Revista de Direito do Trabalho - 06/2020

A Universalidade dos Direitos Sociais para a Inclusão Social do Povo Ribeirinho por Meio do Trabalho - Doutrinas

Entre no Jusbrasil para imprimir o conteúdo do Jusbrasil

Acesse: https://www.jusbrasil.com.br/cadastro

ELÍSIO AUGUSTO VELLOSO BASTOS

Procurador do Estado do Pará. Doutor em Direito do Estado pela Faculdade de Direito da Universidade de São Paulo (USP). Professor da Graduação e Pós-Graduação do Centro Universitário do Estado do Pará (CESUPA). Advogado. elisiobastos@oi.com.br

MELISSA MIKA KIMURA PAZ

Mestranda em Direito, Políticas Públicas e Desenvolvimento regional pelo CESUPA. Pós-Graduanda em direito material e processual do trabalho pelo CESUPA. Membro do grupo de pesquisa Emprego, subemprego e políticas públicas na Amazônia. Advogada. melissapaz29@gmail.com

Sumário:

Área do Direito: Trabalho; Constitucional

Resumo:

Os direitos sociais nasceram como resposta à desigualdade causada pelo Estado liberal, formando a segunda geração de direitos humanos. Porém, muitos estados, incluindo o Brasil, não garantem esses direitos a toda população. Por isso, esta pesquisa pretende compreender como a efetivação do direito social ao trabalho contribui para a inclusão social de comunidades ribeirinhas, com o objetivo geral de analisar os direitos sociais, principalmente o do trabalho, como um direito humano de caráter universal que decorre da característica da dignidade humana inerente a todo e qualquer ser humano. Por meio de uma pesquisa bibliográfica e consulta de dados e da legislação, conclui-se que o trabalho é o meio pelo qual o indivíduo se afirma como ser social, por meio do qual os indivíduos são capazes de exercer sua cidadania.

Abstract:

Social rights were born as a response to the inequality caused by the liberal state, forming the second generation of human rights. However, many states, including Brazil, do not guarantee these rights to the entire population. Therefore, this research intends to understand how the realization of the social right to work contributes to the social inclusion of riverside communities. With the general objective of analyzing social rights, especially that of labor, as a human right of a universal character that stems from the characteristic of human dignity inherent to every human being. Through a bibliographical research and consultation of data and legislation, it is concluded that work is the means by which the individual affirms himself as a social being, through which individuals are able to exercise their citizenship.

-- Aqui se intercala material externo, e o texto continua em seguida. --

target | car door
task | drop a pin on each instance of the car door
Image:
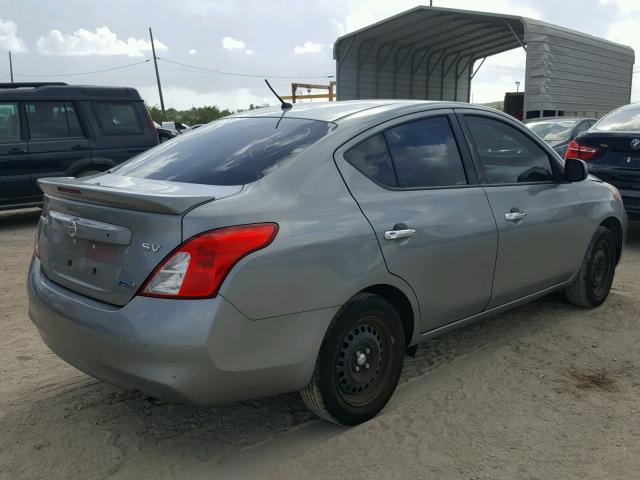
(15, 181)
(538, 215)
(57, 144)
(418, 190)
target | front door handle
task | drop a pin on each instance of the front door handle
(514, 216)
(399, 234)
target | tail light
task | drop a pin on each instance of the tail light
(580, 152)
(197, 268)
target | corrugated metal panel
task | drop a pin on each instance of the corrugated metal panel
(428, 53)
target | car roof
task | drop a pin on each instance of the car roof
(62, 91)
(341, 110)
(558, 119)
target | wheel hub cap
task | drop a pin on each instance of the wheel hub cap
(359, 360)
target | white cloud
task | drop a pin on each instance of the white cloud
(181, 97)
(9, 39)
(101, 42)
(308, 47)
(229, 43)
(625, 6)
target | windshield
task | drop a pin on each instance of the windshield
(553, 131)
(626, 119)
(233, 151)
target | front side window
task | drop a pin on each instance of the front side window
(117, 118)
(508, 155)
(425, 154)
(233, 151)
(50, 120)
(9, 122)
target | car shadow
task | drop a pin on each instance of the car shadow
(84, 409)
(120, 423)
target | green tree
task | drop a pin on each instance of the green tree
(191, 116)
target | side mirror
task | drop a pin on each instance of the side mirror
(575, 170)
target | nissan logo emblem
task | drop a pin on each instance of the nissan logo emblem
(72, 228)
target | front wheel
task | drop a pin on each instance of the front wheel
(360, 362)
(593, 282)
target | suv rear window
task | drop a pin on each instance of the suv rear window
(117, 118)
(233, 151)
(626, 119)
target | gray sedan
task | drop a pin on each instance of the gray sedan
(309, 249)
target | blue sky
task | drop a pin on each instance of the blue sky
(256, 37)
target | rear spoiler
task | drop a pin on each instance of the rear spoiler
(135, 193)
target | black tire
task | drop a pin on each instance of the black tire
(359, 363)
(593, 282)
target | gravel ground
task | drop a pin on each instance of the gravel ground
(545, 391)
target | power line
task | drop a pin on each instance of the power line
(110, 69)
(236, 74)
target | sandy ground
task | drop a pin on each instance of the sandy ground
(547, 391)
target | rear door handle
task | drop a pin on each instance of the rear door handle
(399, 234)
(514, 216)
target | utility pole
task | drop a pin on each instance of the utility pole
(155, 63)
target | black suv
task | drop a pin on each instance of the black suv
(55, 129)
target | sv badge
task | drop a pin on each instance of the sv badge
(150, 247)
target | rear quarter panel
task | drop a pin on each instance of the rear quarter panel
(324, 253)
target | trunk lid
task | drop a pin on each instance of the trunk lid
(102, 236)
(617, 161)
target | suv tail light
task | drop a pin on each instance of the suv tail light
(197, 268)
(580, 152)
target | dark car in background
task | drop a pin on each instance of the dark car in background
(559, 131)
(55, 129)
(611, 149)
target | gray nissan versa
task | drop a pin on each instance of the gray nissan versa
(308, 249)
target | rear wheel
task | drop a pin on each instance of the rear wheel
(593, 282)
(360, 362)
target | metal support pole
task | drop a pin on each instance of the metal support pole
(155, 63)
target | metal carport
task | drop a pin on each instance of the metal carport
(429, 53)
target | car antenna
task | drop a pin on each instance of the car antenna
(285, 105)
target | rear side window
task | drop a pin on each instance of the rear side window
(233, 151)
(507, 155)
(626, 119)
(117, 118)
(48, 120)
(9, 122)
(425, 154)
(372, 158)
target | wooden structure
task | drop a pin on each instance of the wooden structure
(331, 91)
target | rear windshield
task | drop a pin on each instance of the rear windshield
(624, 120)
(233, 151)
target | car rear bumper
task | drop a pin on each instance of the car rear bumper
(199, 351)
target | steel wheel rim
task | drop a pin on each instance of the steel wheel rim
(362, 361)
(601, 266)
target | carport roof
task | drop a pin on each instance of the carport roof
(480, 34)
(566, 70)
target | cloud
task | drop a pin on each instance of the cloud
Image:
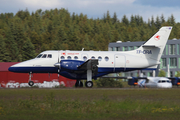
(158, 3)
(97, 8)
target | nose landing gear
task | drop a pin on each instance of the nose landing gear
(30, 83)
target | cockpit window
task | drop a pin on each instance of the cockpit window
(75, 57)
(92, 57)
(163, 81)
(44, 56)
(49, 56)
(106, 58)
(62, 57)
(84, 58)
(99, 58)
(39, 55)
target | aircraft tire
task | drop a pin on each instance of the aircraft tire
(81, 84)
(78, 84)
(31, 83)
(89, 84)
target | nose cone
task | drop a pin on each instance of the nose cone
(12, 69)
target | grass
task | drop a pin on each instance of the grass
(75, 104)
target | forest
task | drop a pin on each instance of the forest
(25, 34)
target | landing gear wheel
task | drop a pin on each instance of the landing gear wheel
(78, 84)
(31, 83)
(89, 84)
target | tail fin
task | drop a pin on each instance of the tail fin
(154, 47)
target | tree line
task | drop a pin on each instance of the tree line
(24, 35)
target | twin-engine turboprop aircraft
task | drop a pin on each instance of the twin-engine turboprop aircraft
(90, 65)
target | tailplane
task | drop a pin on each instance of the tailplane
(154, 47)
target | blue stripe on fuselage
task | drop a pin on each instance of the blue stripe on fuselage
(55, 70)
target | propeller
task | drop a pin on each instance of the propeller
(58, 65)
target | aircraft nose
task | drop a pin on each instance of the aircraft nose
(12, 69)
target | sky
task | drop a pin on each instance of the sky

Palavras-Chave: Direito social – Direitos humanos – Trabalho – Dignidade humana – Comunidades ribeirinhas

Keywords: Social law – Human rights – Job – Human dignity – Riverside communities

1. Introdução

Durante o Estado Liberal, os direitos tinham o objetivo de proteger os cidadãos do poder estatal. Esses direitos ficaram conhecidos como de primeira geração e são os direitos à vida, à igualdade formal, à propriedade, à segurança e à liberdade, este último com especial relevância. Esses direitos representavam o interesse de uma classe, a burguesia, especialmente o homem burguês, em rigor tutelava os interesses do homem (gênero masculino) rico, branco e cidadão 1 .

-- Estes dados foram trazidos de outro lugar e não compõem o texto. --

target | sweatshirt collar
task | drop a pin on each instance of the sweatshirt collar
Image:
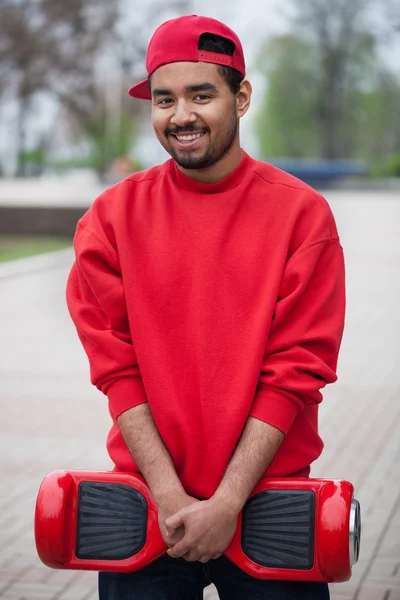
(228, 183)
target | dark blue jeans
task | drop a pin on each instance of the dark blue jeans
(176, 579)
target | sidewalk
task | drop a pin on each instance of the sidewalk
(51, 417)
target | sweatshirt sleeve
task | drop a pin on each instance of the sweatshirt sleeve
(96, 302)
(302, 349)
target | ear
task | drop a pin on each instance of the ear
(243, 98)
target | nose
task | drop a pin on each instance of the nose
(183, 114)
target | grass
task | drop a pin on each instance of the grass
(22, 246)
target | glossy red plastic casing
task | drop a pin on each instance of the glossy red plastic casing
(56, 526)
(56, 520)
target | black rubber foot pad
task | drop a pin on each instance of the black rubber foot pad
(278, 529)
(112, 521)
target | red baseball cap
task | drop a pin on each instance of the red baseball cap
(177, 40)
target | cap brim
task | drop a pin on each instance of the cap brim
(140, 90)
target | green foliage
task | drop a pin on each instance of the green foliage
(388, 167)
(22, 246)
(309, 110)
(111, 135)
(285, 123)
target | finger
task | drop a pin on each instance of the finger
(174, 521)
(179, 550)
(191, 556)
(204, 558)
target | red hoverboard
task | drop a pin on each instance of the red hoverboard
(299, 529)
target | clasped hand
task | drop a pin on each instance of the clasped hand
(209, 526)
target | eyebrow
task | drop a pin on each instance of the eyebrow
(198, 87)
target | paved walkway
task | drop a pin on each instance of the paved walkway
(52, 418)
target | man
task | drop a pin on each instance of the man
(208, 293)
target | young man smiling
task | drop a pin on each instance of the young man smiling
(208, 293)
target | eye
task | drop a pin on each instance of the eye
(164, 101)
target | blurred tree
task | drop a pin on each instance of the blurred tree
(50, 46)
(323, 79)
(55, 47)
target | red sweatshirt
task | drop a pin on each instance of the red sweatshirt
(212, 302)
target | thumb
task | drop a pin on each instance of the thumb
(174, 521)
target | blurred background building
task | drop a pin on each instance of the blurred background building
(325, 73)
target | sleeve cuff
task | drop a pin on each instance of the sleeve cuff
(275, 408)
(125, 393)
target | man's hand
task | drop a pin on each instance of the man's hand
(170, 506)
(209, 526)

O Estado liberal dos séculos XVIII e XIX fundamentava a suposta não intervenção do Estado na economia ofertando uma nova definição ao direito à Liberdade 2 , sustentando que o esforço de cada indivíduo resultaria na melhora de sua condição. A igualdade formal dessa época resultou no aumento das desigualdades sociais, quando houve o surgimento de dois movimentos que surgiram como resposta a tais desigualdades, um para a superação do sistema capitalista e outro pretendendo a promoção de um Estado Social.

O Estado Social aplicável no sistema capitalista justificou que o governo deveria interferir em campos da vida social outrora tutelados pela noção de Liberdade dos Modernos. Foi, então, amplamente reconhecida a denominada segunda geração de Direitos Fundamentais, dos quais se destacam o direito à igualdade material, ao trabalho, à liberdade real, à educação e à saúde.

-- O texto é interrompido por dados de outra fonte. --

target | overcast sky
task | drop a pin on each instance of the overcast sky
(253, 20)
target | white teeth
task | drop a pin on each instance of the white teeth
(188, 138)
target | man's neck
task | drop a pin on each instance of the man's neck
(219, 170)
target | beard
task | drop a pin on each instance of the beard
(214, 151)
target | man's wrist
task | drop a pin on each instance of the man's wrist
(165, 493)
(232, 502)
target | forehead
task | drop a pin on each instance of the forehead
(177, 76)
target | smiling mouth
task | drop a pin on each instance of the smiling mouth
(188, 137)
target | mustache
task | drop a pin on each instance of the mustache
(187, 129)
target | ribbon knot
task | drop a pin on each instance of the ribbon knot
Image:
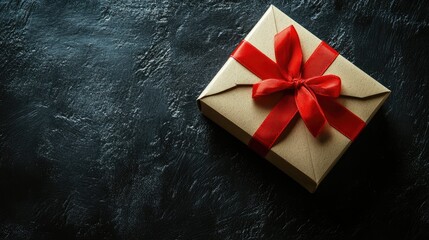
(297, 82)
(289, 62)
(313, 94)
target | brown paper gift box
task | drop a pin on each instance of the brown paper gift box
(227, 101)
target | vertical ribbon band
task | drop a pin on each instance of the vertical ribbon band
(306, 90)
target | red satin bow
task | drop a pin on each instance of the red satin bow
(313, 93)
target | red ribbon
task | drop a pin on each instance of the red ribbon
(306, 89)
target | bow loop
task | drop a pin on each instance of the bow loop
(327, 85)
(309, 92)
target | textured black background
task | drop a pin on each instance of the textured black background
(101, 138)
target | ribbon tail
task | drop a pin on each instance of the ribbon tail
(310, 111)
(341, 118)
(273, 125)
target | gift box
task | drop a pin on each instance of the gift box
(291, 98)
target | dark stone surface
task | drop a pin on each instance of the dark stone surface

O mercado de trabalho foi uma das áreas que passaram a ter regulação do Estado, notadamente a partir da Constituição Mexicana, de 1917, e da Constituição de Weimar, de 1919, quando também se iniciou o reconhecimento internacional de Direitos voltados às relações de trabalho por intermédio de importantes Convenções elaboradas pela Organização Internacional do Trabalho (OIT). A partir de então, as Constituições dos países passaram a tratar sobre o direito do trabalho, incluindo a nossa atual Constituição da República.

O Estado, antes preocupado apenas em garantir a proteção dos Direitos de Primeira Geração, passa a preocupar-se com a redução das desigualdades sociais, preocupando-se com a justiça social. O direito à igualdade, material, passa a nortear a base da organização institucional do Estado.

No sistema de mercado, o trabalho torna-se o principal papel do homem, por meio do qual se insere na sociedade, sendo essencial para o exercício da cidadania. A expansão do modelo capitalista e o crescimento econômico não trouxe o desenvolvimento, que deve ser compreendido como a melhora na qualidade de vida da população.

Isso porque as principais consequências desse modelo de mercado foram: o aumento dos níveis de pobreza, o crescimento da desigualdade, do desemprego e da informalização do trabalho.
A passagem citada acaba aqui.